How do you read and interpret a query execution plan (EXPLAIN / EXPLAIN ANALYZE)?

7 minadvancedindexingexplainquery-planperformance

Quick Answer

`EXPLAIN` shows the plan the optimizer *would* use — join order, access methods (scan vs. index), and estimated cost/row counts — without running the query. `EXPLAIN ANALYZE` actually executes the query and adds real timing and actual row counts alongside the estimates, which is essential for spotting cases where the optimizer's estimate was wrong (a major cause of bad plans). Read plans from the innermost/deepest operations outward, and look for scan types, large estimate-vs-actual row-count gaps, and expensive operations like sorts or nested loops over large row counts.

Detailed Answer

EXPLAIN ANALYZE
SELECT c.name, o.total
FROM customers c
JOIN orders o ON o.customer_id = c.id
WHERE c.region = 'EU'
ORDER BY o.total DESC
LIMIT 10;

Example PostgreSQL output (abridged):

Limit  (cost=1520.44..1520.46 rows=10) (actual time=45.2..45.3 rows=10 loops=1)
  ->  Sort  (cost=1520.44..1545.10 rows=9865) (actual time=45.2..45.2 rows=10 loops=1)
        Sort Key: o.total DESC
        ->  Hash Join  (cost=245.00..1290.32 rows=9865) (actual time=3.1..38.7 rows=9910 loops=1)
              Hash Cond: (o.customer_id = c.id)
              ->  Seq Scan on orders o  (cost=0.00..820.00 rows=50000) (actual rows=50000 loops=1)
              ->  Hash  (cost=200.00..200.00 rows=3600) (actual rows=3550 loops=1)
                    ->  Seq Scan on customers c  (cost=0.00..200.00 rows=3600)
                          Filter: (region = 'EU')

How to read it

  • Indentation = nesting. Innermost/deepest operations execute first; their output feeds the operation above them.
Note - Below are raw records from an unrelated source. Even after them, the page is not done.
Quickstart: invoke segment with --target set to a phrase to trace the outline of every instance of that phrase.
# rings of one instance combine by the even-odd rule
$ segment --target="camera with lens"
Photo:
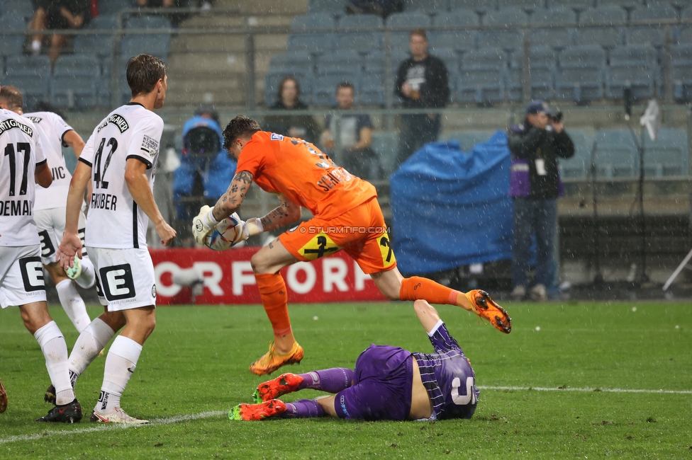
[[[558,112],[556,112],[555,113],[551,113],[550,115],[548,115],[548,118],[553,123],[559,123],[560,122],[562,121],[562,111],[559,110]]]

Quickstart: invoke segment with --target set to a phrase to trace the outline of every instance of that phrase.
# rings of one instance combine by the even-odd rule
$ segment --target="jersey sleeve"
[[[86,139],[86,144],[84,145],[84,148],[82,150],[82,154],[79,155],[79,161],[82,161],[89,168],[91,168],[94,164],[94,137],[96,137],[96,136],[91,134],[91,137]]]
[[[36,132],[34,131],[34,132]],[[45,163],[45,152],[43,151],[43,144],[41,143],[41,137],[36,136],[36,142],[35,143],[34,148],[35,149],[36,154],[36,166],[38,166],[43,163]],[[48,165],[50,166],[50,165]]]
[[[462,351],[457,340],[450,335],[447,326],[442,320],[437,321],[432,330],[428,333],[428,337],[432,344],[432,347],[438,353],[452,351],[452,350]]]
[[[153,166],[152,162],[159,152],[159,143],[163,134],[163,120],[158,115],[152,115],[138,124],[128,146],[127,159],[136,159],[147,165],[147,169]]]

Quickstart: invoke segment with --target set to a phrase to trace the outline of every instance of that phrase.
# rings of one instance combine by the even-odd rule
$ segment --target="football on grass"
[[[238,232],[242,231],[241,222],[240,217],[234,212],[216,224],[214,231],[204,238],[204,244],[214,251],[225,251],[233,247]]]

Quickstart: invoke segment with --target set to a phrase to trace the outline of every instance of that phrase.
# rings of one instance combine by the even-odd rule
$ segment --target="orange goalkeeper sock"
[[[260,297],[264,311],[272,322],[274,335],[280,337],[291,332],[291,320],[289,318],[289,296],[286,292],[286,283],[278,273],[255,275],[260,289]]]
[[[401,289],[399,289],[399,299],[401,300],[427,300],[431,304],[438,305],[459,306],[457,299],[460,294],[462,293],[459,291],[419,276],[412,276],[402,280]]]

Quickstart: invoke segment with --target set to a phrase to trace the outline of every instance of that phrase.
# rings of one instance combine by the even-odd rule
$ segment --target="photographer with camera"
[[[542,100],[532,100],[523,123],[507,133],[512,154],[510,196],[514,207],[514,243],[512,249],[512,297],[523,300],[527,294],[531,236],[536,237],[534,300],[547,298],[552,284],[553,243],[557,229],[557,197],[562,182],[557,158],[574,154],[574,144],[564,130],[562,113],[552,115]]]

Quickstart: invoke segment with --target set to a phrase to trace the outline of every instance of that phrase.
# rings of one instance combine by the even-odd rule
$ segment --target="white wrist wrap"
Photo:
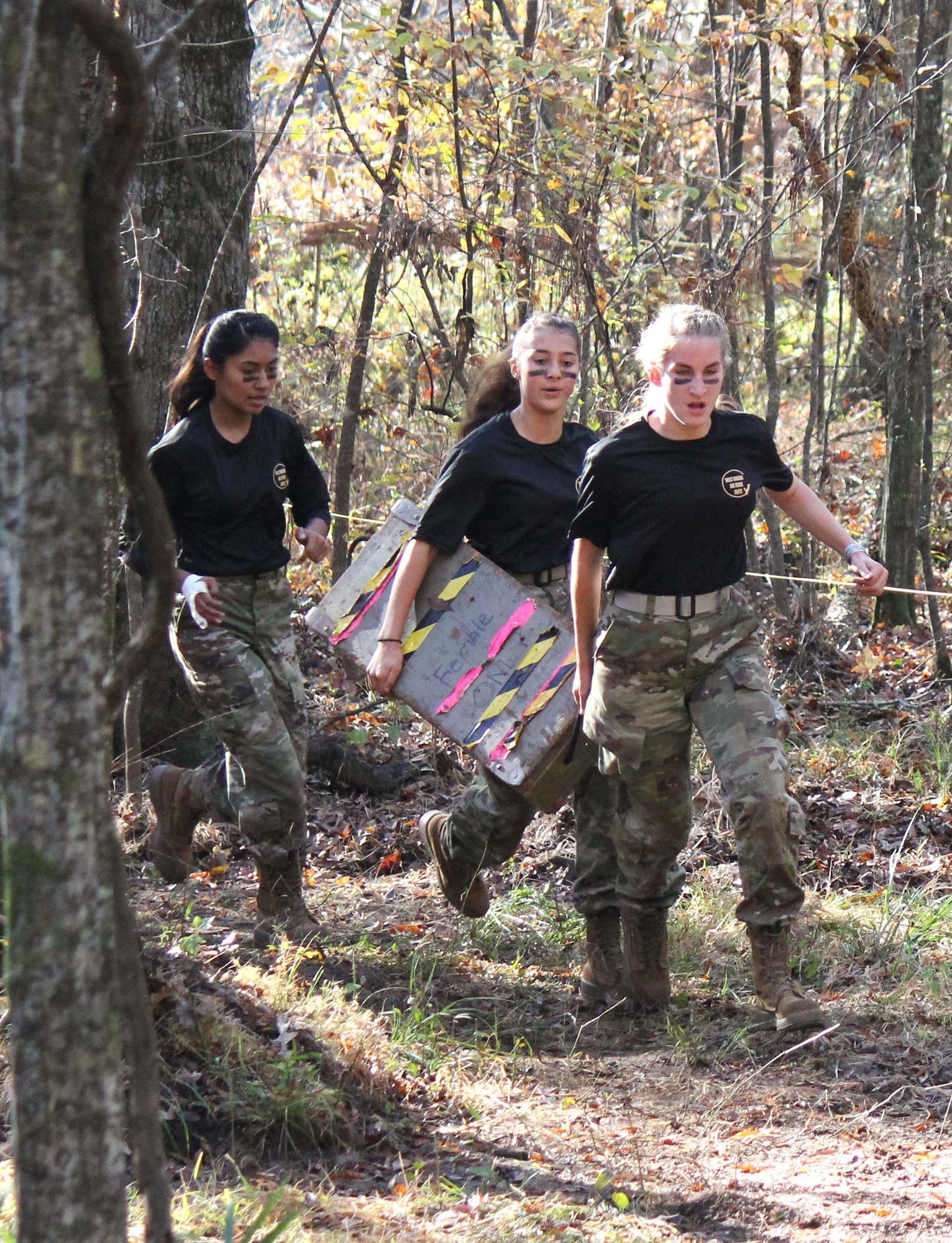
[[[198,605],[195,604],[195,597],[209,595],[209,584],[200,574],[188,574],[179,590],[185,597],[185,603],[189,607],[189,613],[191,613],[195,625],[199,630],[208,630],[209,623],[199,613]]]

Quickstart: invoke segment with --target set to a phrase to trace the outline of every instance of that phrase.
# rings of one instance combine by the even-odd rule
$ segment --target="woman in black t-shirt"
[[[312,561],[327,553],[327,485],[297,423],[268,405],[278,331],[229,311],[193,341],[172,383],[176,424],[149,464],[179,542],[173,646],[193,697],[225,743],[200,768],[149,773],[152,858],[168,881],[191,870],[191,837],[213,814],[237,822],[259,874],[255,942],[306,942],[304,687],[291,630],[285,501]]]
[[[565,423],[579,369],[578,329],[561,316],[534,316],[474,387],[462,439],[450,455],[394,579],[368,672],[389,694],[403,667],[400,636],[437,553],[464,538],[526,587],[568,614],[568,528],[585,451],[597,436]],[[574,901],[587,916],[587,999],[615,999],[620,979],[619,912],[611,827],[616,789],[597,771],[574,793]],[[536,808],[487,769],[451,814],[428,812],[420,832],[440,889],[464,915],[485,915],[481,875],[519,844]]]
[[[880,594],[886,571],[794,479],[759,419],[717,409],[730,360],[720,316],[667,307],[639,359],[644,415],[588,454],[572,523],[575,700],[603,768],[628,791],[616,843],[628,987],[644,1009],[671,996],[667,910],[685,878],[697,728],[736,834],[758,1003],[778,1030],[823,1025],[788,972],[803,813],[787,791],[785,715],[739,589],[757,488],[841,553],[861,593]],[[605,549],[611,604],[595,638]]]

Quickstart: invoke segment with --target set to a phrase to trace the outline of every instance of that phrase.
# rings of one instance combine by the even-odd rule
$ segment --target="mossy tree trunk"
[[[20,1243],[126,1239],[111,1007],[104,454],[83,285],[83,40],[0,0],[0,825]]]
[[[150,44],[194,0],[123,4],[139,44]],[[241,204],[209,291],[209,316],[242,307],[249,280],[255,169],[251,129],[254,35],[246,0],[219,0],[190,30],[152,89],[152,129],[130,203],[126,249],[139,409],[152,441],[165,429],[167,384],[188,344],[219,245]],[[132,731],[135,732],[134,730]],[[139,738],[184,764],[200,763],[215,733],[191,702],[168,644],[145,674]],[[128,741],[127,741],[128,746]]]

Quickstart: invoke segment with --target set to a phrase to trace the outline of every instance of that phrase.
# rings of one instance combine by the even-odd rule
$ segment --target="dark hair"
[[[575,349],[582,353],[582,338],[572,319],[564,314],[533,314],[512,338],[510,348],[488,358],[476,377],[466,398],[466,418],[460,425],[460,440],[497,414],[515,410],[519,404],[519,382],[512,374],[510,359],[518,358],[529,348],[537,329],[567,333],[575,342]]]
[[[247,349],[252,341],[270,341],[278,346],[281,333],[275,321],[256,311],[225,311],[199,328],[169,384],[175,423],[215,395],[215,382],[205,374],[205,359],[224,367],[229,358]]]

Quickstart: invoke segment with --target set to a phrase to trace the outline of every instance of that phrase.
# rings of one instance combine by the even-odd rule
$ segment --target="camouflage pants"
[[[737,842],[737,917],[766,927],[803,904],[797,853],[803,812],[787,791],[785,715],[753,638],[757,619],[733,590],[720,613],[680,620],[611,605],[595,645],[585,733],[628,792],[618,822],[619,897],[671,906],[691,830],[691,728],[721,781]]]
[[[568,580],[548,588],[528,587],[527,592],[544,600],[565,617]],[[615,820],[619,782],[592,768],[572,796],[575,812],[575,881],[572,900],[583,915],[594,915],[618,906],[615,881]],[[501,782],[486,768],[480,772],[454,809],[450,819],[449,853],[454,860],[478,870],[496,868],[518,849],[522,834],[538,808],[517,787]]]
[[[251,853],[281,861],[307,844],[304,686],[291,630],[283,569],[220,578],[225,620],[200,630],[185,608],[173,650],[193,699],[225,755],[190,771],[189,793],[237,823]]]

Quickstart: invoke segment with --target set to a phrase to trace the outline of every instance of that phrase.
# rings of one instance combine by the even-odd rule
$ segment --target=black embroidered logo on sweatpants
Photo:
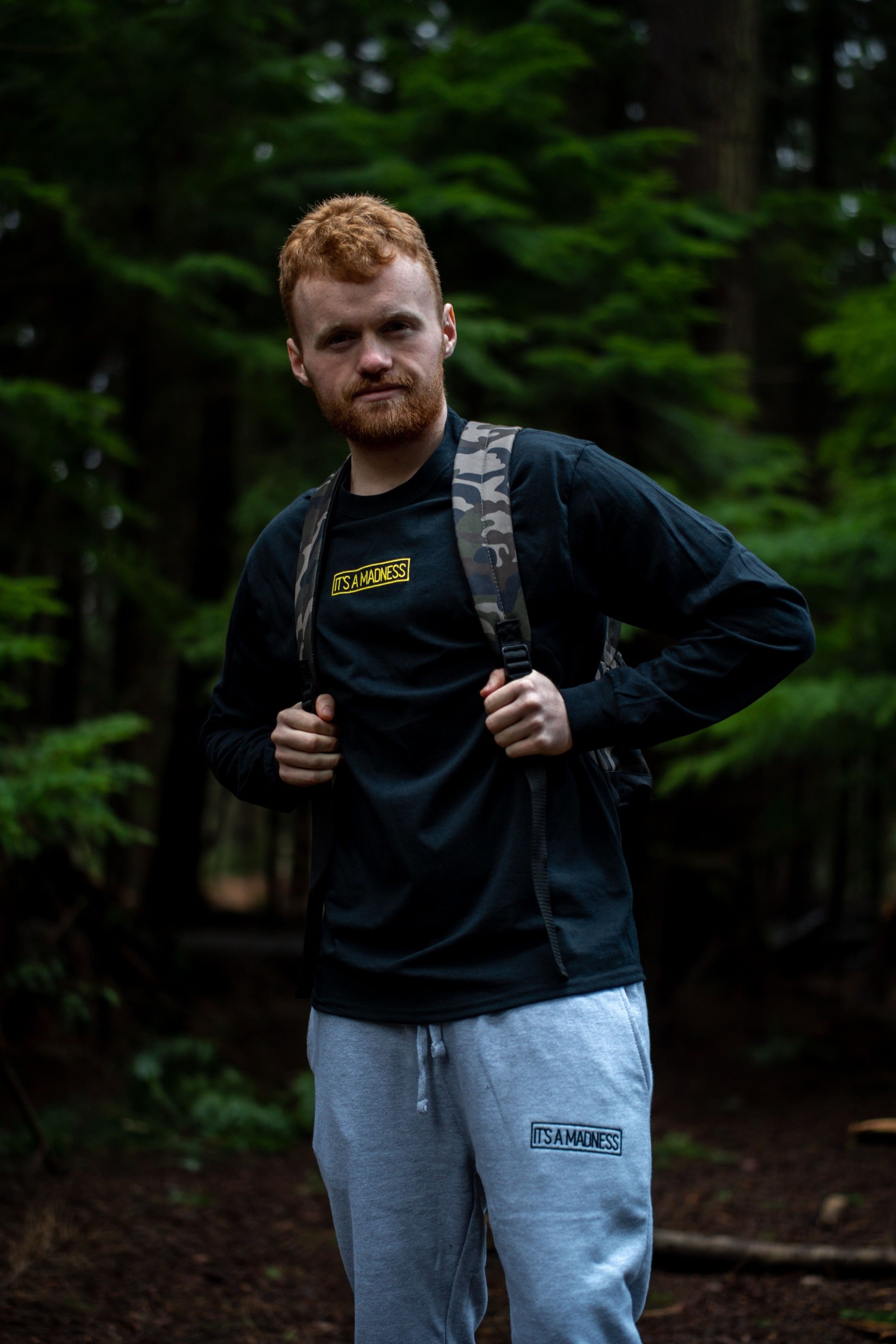
[[[603,1153],[622,1157],[622,1130],[602,1125],[557,1125],[532,1121],[531,1148],[556,1148],[564,1153]]]

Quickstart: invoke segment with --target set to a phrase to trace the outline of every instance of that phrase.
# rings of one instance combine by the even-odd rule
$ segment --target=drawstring
[[[430,1101],[426,1095],[426,1055],[431,1052],[433,1059],[442,1059],[447,1055],[445,1048],[445,1042],[442,1040],[442,1028],[435,1023],[430,1023],[429,1027],[419,1025],[416,1028],[416,1109],[422,1116],[430,1109]]]

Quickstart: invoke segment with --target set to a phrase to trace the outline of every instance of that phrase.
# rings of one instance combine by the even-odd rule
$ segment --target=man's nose
[[[357,359],[357,371],[367,378],[384,372],[392,367],[392,359],[377,340],[365,340]]]

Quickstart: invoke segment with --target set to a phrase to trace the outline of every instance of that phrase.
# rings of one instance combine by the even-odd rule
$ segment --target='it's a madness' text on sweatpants
[[[513,1344],[638,1344],[652,1250],[642,985],[441,1025],[312,1012],[308,1056],[357,1344],[473,1344],[486,1206]]]

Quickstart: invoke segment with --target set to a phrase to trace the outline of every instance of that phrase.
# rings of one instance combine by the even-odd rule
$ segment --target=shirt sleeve
[[[813,653],[795,589],[724,527],[594,445],[572,480],[570,550],[600,612],[674,640],[638,667],[562,692],[580,751],[696,732]]]
[[[277,715],[298,696],[281,664],[269,646],[244,570],[230,617],[224,668],[200,741],[212,774],[238,798],[293,812],[298,789],[281,780],[270,739]]]

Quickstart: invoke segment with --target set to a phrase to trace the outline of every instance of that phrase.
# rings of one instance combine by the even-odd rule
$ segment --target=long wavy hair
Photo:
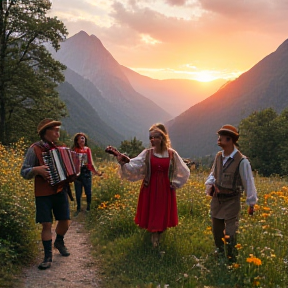
[[[149,132],[152,132],[152,131],[157,132],[162,136],[161,152],[168,150],[169,148],[172,148],[169,134],[164,124],[162,123],[153,124],[149,129]]]
[[[72,150],[74,150],[75,148],[80,148],[79,144],[78,144],[78,139],[79,139],[80,136],[84,136],[85,137],[85,144],[84,145],[88,146],[88,143],[87,143],[88,142],[88,137],[87,137],[87,135],[85,133],[83,133],[83,132],[79,132],[79,133],[76,133],[74,135]]]

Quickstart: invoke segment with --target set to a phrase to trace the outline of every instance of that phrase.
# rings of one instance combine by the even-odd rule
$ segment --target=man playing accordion
[[[58,221],[54,247],[62,256],[70,255],[63,240],[70,222],[67,197],[68,189],[70,189],[69,183],[64,181],[52,186],[49,183],[49,169],[44,164],[42,156],[43,152],[56,148],[55,142],[60,137],[60,125],[60,121],[47,118],[38,124],[37,132],[41,140],[29,147],[21,168],[23,178],[32,179],[34,177],[36,223],[42,224],[41,238],[44,247],[44,260],[38,266],[41,270],[50,268],[52,262],[52,212],[55,220]]]

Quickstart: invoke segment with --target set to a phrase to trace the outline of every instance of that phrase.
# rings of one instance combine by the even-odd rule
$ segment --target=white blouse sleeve
[[[137,157],[130,159],[129,163],[126,163],[119,167],[119,174],[122,179],[127,179],[129,181],[138,181],[144,179],[146,165],[145,157],[148,150],[143,150]]]
[[[248,159],[243,159],[239,166],[239,173],[241,176],[244,191],[246,193],[246,203],[254,205],[258,201],[257,190],[254,183],[252,169]]]
[[[174,150],[175,171],[172,178],[172,186],[181,188],[190,176],[190,170],[183,159]]]

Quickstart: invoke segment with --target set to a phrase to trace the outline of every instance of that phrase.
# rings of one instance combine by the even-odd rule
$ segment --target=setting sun
[[[193,77],[194,80],[200,81],[200,82],[210,82],[218,77],[215,77],[215,75],[211,74],[207,71],[200,71],[199,73],[196,73]]]

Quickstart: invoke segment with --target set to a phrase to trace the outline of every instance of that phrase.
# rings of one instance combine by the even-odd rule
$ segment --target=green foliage
[[[144,150],[141,140],[137,140],[134,137],[132,140],[124,140],[121,142],[119,150],[122,153],[126,153],[130,158],[136,157],[140,152]]]
[[[25,136],[33,141],[45,117],[66,115],[55,88],[64,81],[65,66],[54,60],[45,45],[56,50],[67,31],[56,17],[47,17],[51,2],[11,0],[0,5],[0,141]]]
[[[25,147],[0,145],[0,287],[37,253],[33,183],[20,176]]]
[[[105,287],[287,287],[285,179],[255,178],[261,205],[251,217],[242,199],[238,258],[231,264],[214,255],[210,198],[204,195],[209,172],[193,171],[177,190],[179,225],[164,232],[155,249],[150,233],[134,224],[141,182],[121,181],[115,163],[102,165],[106,176],[94,180],[95,205],[86,219]]]
[[[287,174],[287,128],[287,109],[277,115],[275,110],[268,108],[254,112],[241,121],[240,150],[260,174]]]

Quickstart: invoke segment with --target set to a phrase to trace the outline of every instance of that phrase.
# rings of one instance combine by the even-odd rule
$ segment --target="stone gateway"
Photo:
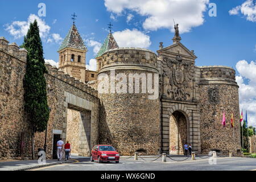
[[[90,156],[97,144],[112,144],[121,155],[183,154],[185,142],[197,154],[213,150],[241,154],[235,71],[196,66],[194,51],[180,42],[177,24],[175,29],[173,44],[164,47],[160,43],[156,53],[119,47],[110,31],[93,71],[86,68],[88,50],[75,23],[72,26],[57,51],[59,68],[46,64],[51,108],[48,159],[55,157],[55,143],[59,138],[68,140],[74,152],[82,156]],[[31,156],[23,88],[27,53],[0,38],[0,159]],[[129,74],[133,76],[123,79]],[[150,80],[148,75],[155,77]],[[106,77],[106,85],[110,86],[102,93],[98,78]],[[150,98],[150,88],[156,89],[156,98]],[[221,125],[224,109],[225,127]],[[232,113],[234,128],[230,123]],[[36,150],[43,148],[45,134],[36,134]]]

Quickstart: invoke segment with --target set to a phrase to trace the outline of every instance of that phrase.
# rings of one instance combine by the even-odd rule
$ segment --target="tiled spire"
[[[106,51],[115,48],[118,48],[118,45],[115,41],[112,33],[110,32],[104,41],[103,45],[101,46],[100,51],[97,54],[96,57],[101,56]]]
[[[87,51],[84,42],[75,24],[71,27],[58,51],[67,47]]]

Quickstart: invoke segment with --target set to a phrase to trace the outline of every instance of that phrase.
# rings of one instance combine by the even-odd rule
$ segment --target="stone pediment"
[[[196,59],[197,57],[187,47],[185,47],[181,43],[179,43],[174,45],[170,46],[157,51],[160,55],[161,53],[170,55],[180,55],[182,56],[186,56],[193,59]]]

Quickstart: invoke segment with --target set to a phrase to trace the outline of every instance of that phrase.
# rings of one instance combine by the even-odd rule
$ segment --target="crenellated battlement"
[[[58,69],[56,67],[51,65],[48,63],[46,63],[45,65],[48,71],[48,74],[51,76],[75,86],[84,92],[88,93],[94,97],[98,97],[98,91],[95,90],[94,89],[88,86],[85,83],[72,77],[68,73],[64,73],[63,71]]]
[[[3,36],[0,37],[0,51],[27,63],[27,51],[24,48],[20,48],[15,43],[9,43]]]
[[[123,66],[127,69],[137,67],[139,69],[148,68],[157,71],[158,66],[157,56],[154,52],[133,47],[111,49],[105,52],[97,62],[100,72],[105,71],[110,67],[117,68]]]
[[[236,82],[236,71],[225,66],[198,67],[200,69],[200,84],[209,83],[231,84],[237,85]]]

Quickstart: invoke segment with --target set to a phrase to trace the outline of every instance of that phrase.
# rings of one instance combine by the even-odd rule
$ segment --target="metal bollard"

Read from the bottom/innermost outward.
  • cost=startup..total — the optimizer's estimated cost (an arbitrary unit, not milliseconds) to produce the first row and all rows, respectively. Only meaningful for comparing plans against each other on the same engine/config, not as an absolute number.
  • actual time=... rows=... loops=... — only present with ANALYZE: real measured time, real row counts, and how many times this node executed (relevant inside a nested loop, where an inner node runs once per outer row).

What to look for

  1. Scan type on each tableSeq Scan (full table scan) on a large table you expected to hit an index is the first thing to investigate. Not always wrong (see the selectivity question — sometimes a scan genuinely is cheaper), but worth questioning.
  2. Estimated vs. actual row counts — a huge gap (e.g., estimated 10 rows, actual 50,000) means the optimizer's statistics are stale or a predicate is hard to estimate (like a correlated condition across columns), and it likely picked a suboptimal plan as a result. This is one of the most valuable things ANALYZE gives you that plain EXPLAIN can't.
  3. Nested loops with a high loops count on an expensive inner operation — if the inner side of a nested loop isn't using an index and it runs once per outer row, cost multiplies fast.
  4. Sorts on large row counts — an expensive Sort node (as in the example above) sometimes disappears entirely if an index already provides the required order, avoiding the sort altogether.
  5. The overall top-level total cost/time relative to what you expect for the query's importance — but always validate against the actual time under ANALYZE, not just the estimate.

Engine differences

Every major engine has some form of this: PostgreSQL/MySQL use EXPLAIN/EXPLAIN ANALYZE; SQL Server has both a text/XML plan and the graphical "Actual Execution Plan" in SSMS; Oracle has EXPLAIN PLAN FOR plus DBMS_XPLAN. The concepts (scan types, join algorithms, cost estimates, actual vs. estimated rows) transfer across engines even though the exact syntax and terminology differ.

Caution: EXPLAIN ANALYZE actually executes the query, including any INSERT/UPDATE/DELETE — never run it carelessly against a write statement in production without wrapping it in a transaction you intend to roll back, unless you specifically want the write to happen.